И вдруг Олег вспомнил одно выражение Катиного лица, когда она, видимая только в профиль и до пояса сквозь стекло телефонной будки, объяснялась по-английски, знал он, со своей горе-жертвой Салмоном, названивавшим ей из Лондона… Как он ее жарко, классово ненавидел в эту минуту за ее аморальное приволье, с которым она заказывала такси, или давала сложное поручение коридорному, или попросту от вечерней грусти звонила в Данию сестре расспросить ее о каком-то полюбившемся граммофонном диске, название которого вылетело у нее из головы, но, против воли, он не мог не восхититься ее горестно-бесстрастно склоненным лицом, серьезным даже при невеселой немой улыбке, когда над шевелящимися губами только брови ее передвинулись и под глазами набухли мешки… Лицо это, у телефона, сумело сделать ему больно, и любовь его проснулась… От этой мелкой боли он ожил, и тотчас же намеднишние строгие решения, которые он только что назло ей принял: разобрать стихи 1924 года, начать читать «Философию бессознательного» Гартмана, выстирать кальсоны, сходить ко всенощной на Petel, — все это сразу сгинуло куда-то, отошло на задний план, и спохватившееся сердце вспыхнуло беспокойством.

Катя была опустившимся человеком, но всякий человек, просто не сознающий своего уродства, был смешон Олегу.

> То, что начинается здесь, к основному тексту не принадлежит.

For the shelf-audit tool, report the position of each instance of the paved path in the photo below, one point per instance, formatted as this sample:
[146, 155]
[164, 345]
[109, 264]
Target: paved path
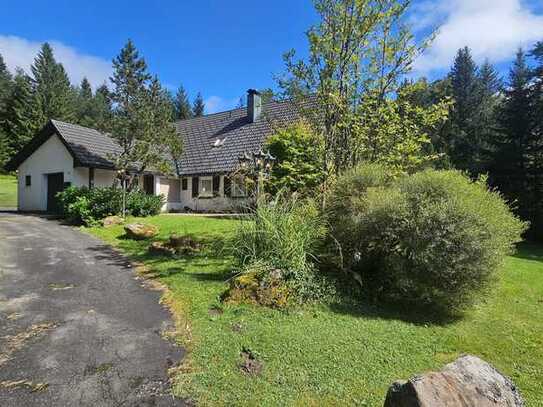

Катя шла по широкой дороженьке под гору, но хорошо понимала это и потому вела себя с достоинством, иногда даже величественно, сумрачно, просто… Ибо всякий человек, по его мнению, опустился, потемнел, с неба на землю сошел на нет… Всякий когда-то разлетелся в жизнь в наивном безумии молодости, презирая неудачника, создавая, выдумывая себя, вещи, которые он сделает, и другие, до которых никогда себя не допустит: так гимназист, готовящийся к экзамену, с утра, еще лежа в кровати, составляет себе суровую программу дня — но на дворе оказалось гораздо жарче, чем он ожидал, летнее солнце и звон пчелы тяжело играли в чайной посуде, а после пришли другие гимназисты с предложением перед занятиями покататься на лодке, потом нужно же было обедать, а после обеда в траве так тяжело, так нестерпимо палило солнце, что пришлось-таки заснуть на раскрытой книге.